Sri’s safe haven may have been near her former home, but it seemed worlds away — past the tony manses of Hancock Park and into the crowded commingling of Koreatown and Little Bangladesh, where the gas station good Samaritan lived in a two-story building the color of faded mustard. Sri felt utterly lost, in both time and place. One thing kept her going, though: the woman who found her, the woman who became her godmother. Like her, a devout Muslim. Her name was Djuariah Tabarzad; she went by Riah.

“I have known Sri for over six years and love her like a daughter,” Riah said in her declaration in support of Sri’s T-visa application. “My heart immediately went out to her. She was around my son’s age, and she reminded me of the struggles that I experienced when I first came to America from Indonesia. So, I decided to help her.”

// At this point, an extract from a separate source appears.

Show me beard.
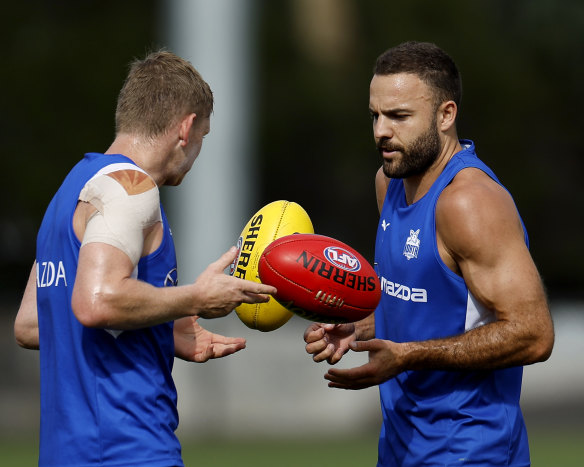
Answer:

Sri calls the woman Mama now. Just a few months before they met, Mama had lost her son; he’d died in a motorcycle accident in Indonesia. Mama had just gotten her green card to go visit him; instead she returned to bury him. So Sri’s meeting Mama at the gas station — a terrified young woman, a mother grieving for her child — was an act of divine intervention, they believed.

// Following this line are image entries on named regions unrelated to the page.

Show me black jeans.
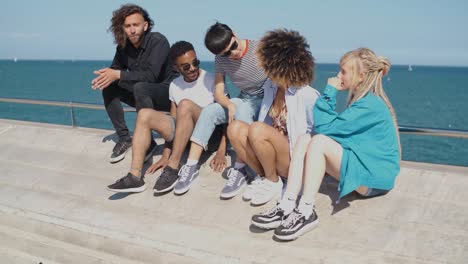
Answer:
[102,81,171,140]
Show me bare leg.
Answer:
[227,120,265,175]
[284,134,312,200]
[168,100,202,169]
[130,108,172,177]
[248,122,290,182]
[301,135,343,204]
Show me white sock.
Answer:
[186,159,198,166]
[234,161,245,170]
[297,199,314,218]
[279,197,296,215]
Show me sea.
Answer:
[0,60,468,167]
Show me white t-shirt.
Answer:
[169,69,214,107]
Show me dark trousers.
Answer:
[102,81,171,140]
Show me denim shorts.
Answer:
[190,95,263,150]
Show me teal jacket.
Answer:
[314,85,400,198]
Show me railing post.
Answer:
[68,102,75,128]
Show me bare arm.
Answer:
[214,73,237,123]
[210,126,227,172]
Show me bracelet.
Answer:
[130,167,141,173]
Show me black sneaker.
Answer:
[275,208,319,240]
[153,166,179,193]
[109,139,132,163]
[107,173,146,192]
[143,139,158,162]
[252,203,287,229]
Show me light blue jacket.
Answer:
[314,85,400,198]
[258,79,320,157]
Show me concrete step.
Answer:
[0,120,468,264]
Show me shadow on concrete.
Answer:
[108,193,135,201]
[249,224,275,234]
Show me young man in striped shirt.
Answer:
[174,23,267,199]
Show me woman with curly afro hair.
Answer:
[228,29,319,205]
[252,48,401,240]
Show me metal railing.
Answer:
[0,97,468,138]
[0,97,136,127]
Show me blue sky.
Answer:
[0,0,468,66]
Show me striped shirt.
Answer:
[215,40,267,96]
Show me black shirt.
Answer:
[111,32,178,87]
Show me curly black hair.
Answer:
[205,22,234,55]
[107,4,154,47]
[257,29,315,87]
[169,40,195,63]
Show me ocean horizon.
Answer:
[0,58,468,166]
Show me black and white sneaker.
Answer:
[153,166,179,193]
[252,203,287,229]
[274,208,319,241]
[143,139,158,162]
[107,173,146,193]
[109,138,132,163]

I didn’t hear about Mama’s family tragedy from her, however. A jovial, forcefully generous woman with a plump face and indomitable energy, she didn’t have time for slopping around in the past. She also did not approve of a journalist sniffing around for sadness, and declined to speak to me about the circumstances of first meeting Sri or Sri’s former employment. Instead, she tried to stuff me with Indonesian chicken soup, vegetable fritters, rice, salad, a dragon fruit the size of a softball, litchis and an immense chocolate muffin while flapping her hands at Sri and telling her she should move on from the past, forget it, let it go.

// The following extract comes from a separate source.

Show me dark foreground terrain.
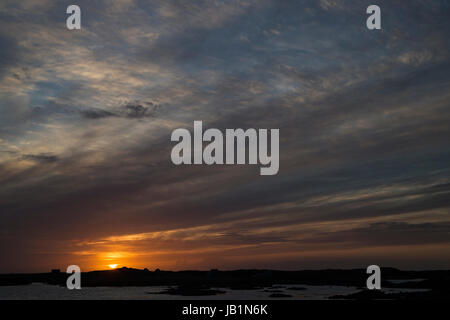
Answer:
[0,267,450,300]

Riah was protective of Sri, but even her fierce care couldn’t banish Sri’s fears. Sri hid deep inside the apartment, afraid to be seen from the window, and cried constantly, terrified of her proximity to the consulate and of the sharp eyes of the surrounding community. Thankfully, Mama soon arranged for her to take a job with friends in Corona, 50 miles southeast of Los Angeles. Sri would live in a guesthouse on the property and take care of the family’s children, particularly the youngest, a little girl.

Her new life was disorienting, like sudden, roaring silence after living in a din for years. Having nothing to do — Sri never thought of it as “free time” — was confusing. The little girl would clamber into the guesthouse sometimes on Sri’s days off, despite her mother’s admonishments, and would want to play. But Sri welcomed her visits; the child was “a distraction from all the bad things in my brain.”

After a few years, Sri began to yearn for something other than her quiet life far from the city. She moved back to Los Angeles and took a welter of jobs — cleaning, cashier at a Chinese restaurant, flower arrangement, informal hospice work — before she found stable employment near the west side of the city. Her new employer was warm and welcoming, and she continued to earn money to fulfill some of her deferred promise to her family.

Wanting to prove to herself that she was no longer afraid, Sri started returning to the consulate for special events. The staff at the consulate had turned over, Cicilia and Tigor long gone. Bit by bit, she was building a fragile sense of peace. Until the day she walked into a bathroom at the consulate and found a woman in distress. “She looked like she needed some help,” says Sri. The woman’s face was like a mirror into Sri’s own past. “She reminded me of myself.”Sri’s new life was disorienting, like sudden, roaring silence after living in a din for years. Having nothing to do — she never thought of it as “free time” — was confusing.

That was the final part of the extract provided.